To predict well, a model must use patterns from the context. Some patterns are local. Others require knowledge of format, syntax, facts written in text, or relationships across many tokens.

Three Small Contexts

Consider:

The capital of France is

Many continuations are syntactically possible, but Paris is much more likely in ordinary text than most alternatives. A model that predicts well must connect the phrase with factual associations in its training data.

Now consider code:

for i in range(

The next useful token depends on programming syntax. Ordinary English word frequency is not enough.

Now consider a question-answer format:

Question: What is 2 + 3?
Answer:

The format suggests that a short answer should follow. The arithmetic pattern suggests 5.
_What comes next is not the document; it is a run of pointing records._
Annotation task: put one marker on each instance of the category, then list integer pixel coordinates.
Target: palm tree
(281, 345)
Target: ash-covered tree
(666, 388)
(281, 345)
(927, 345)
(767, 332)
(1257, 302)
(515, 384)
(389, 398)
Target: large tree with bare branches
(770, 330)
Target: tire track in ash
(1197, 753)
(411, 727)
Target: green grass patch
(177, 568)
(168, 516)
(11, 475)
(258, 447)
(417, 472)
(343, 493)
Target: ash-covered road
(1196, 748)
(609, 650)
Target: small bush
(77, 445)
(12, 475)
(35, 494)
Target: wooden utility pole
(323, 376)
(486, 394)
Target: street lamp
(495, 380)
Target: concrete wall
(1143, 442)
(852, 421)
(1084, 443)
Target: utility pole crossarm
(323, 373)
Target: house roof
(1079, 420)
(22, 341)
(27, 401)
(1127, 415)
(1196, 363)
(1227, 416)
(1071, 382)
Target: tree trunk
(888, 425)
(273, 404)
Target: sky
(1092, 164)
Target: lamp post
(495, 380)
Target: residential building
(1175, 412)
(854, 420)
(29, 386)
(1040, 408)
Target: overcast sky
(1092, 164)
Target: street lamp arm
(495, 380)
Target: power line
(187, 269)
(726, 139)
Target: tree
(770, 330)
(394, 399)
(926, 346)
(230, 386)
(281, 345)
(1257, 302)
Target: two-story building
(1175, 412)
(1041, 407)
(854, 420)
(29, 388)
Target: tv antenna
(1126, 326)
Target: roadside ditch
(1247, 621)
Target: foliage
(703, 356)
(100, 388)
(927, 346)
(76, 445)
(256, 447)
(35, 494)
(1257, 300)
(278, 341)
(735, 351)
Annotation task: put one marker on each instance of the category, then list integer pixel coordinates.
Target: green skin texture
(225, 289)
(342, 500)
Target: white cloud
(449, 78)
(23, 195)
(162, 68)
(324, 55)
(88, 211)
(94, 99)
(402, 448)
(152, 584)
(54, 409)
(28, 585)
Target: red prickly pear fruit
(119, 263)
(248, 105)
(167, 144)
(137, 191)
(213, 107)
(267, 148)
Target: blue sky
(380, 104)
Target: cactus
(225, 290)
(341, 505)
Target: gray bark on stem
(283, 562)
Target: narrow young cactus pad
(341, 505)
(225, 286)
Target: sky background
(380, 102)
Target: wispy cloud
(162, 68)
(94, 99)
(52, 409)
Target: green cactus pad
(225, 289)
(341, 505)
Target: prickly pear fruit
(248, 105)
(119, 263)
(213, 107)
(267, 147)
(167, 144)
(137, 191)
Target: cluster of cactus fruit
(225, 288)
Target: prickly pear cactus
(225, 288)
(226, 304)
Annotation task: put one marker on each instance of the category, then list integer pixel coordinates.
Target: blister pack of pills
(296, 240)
What "Structure" Means Here

Prediction pressure can teach many kinds of structure:

  • spelling and morphology;
  • phrase patterns;
  • syntax;
  • factual associations in text;
  • code conventions;
  • question-answer formats;
  • style and genre;
  • local arithmetic or symbolic patterns.

This does not mean the model understands everything the way a person does. It means the training objective rewards internal representations that reduce prediction error.

A Useful Caution

Prediction can produce structure, but it does not guarantee truth, reasoning, or reliability. It creates pressure. The architecture, data, training method, scale, and evaluation determine what the model actually learns.

LM-C01-T05-001Exercise: Name the needed structure

For the context for i in range(, enter 1 if ordinary word frequency is enough, or 2 if programming structure matters.

Compute it first, then check your number.

Hint

Ask whether this context is ordinary prose or code.

Solution

The correct answer is 2. The context is code. A useful continuation depends on Python syntax and programming patterns, not only ordinary English frequency.

Before Moving On

Language modeling deserves careful study because the prediction problem gives the model real work to do. Transformers matter later, but the objective already explains why a model may learn structure from text.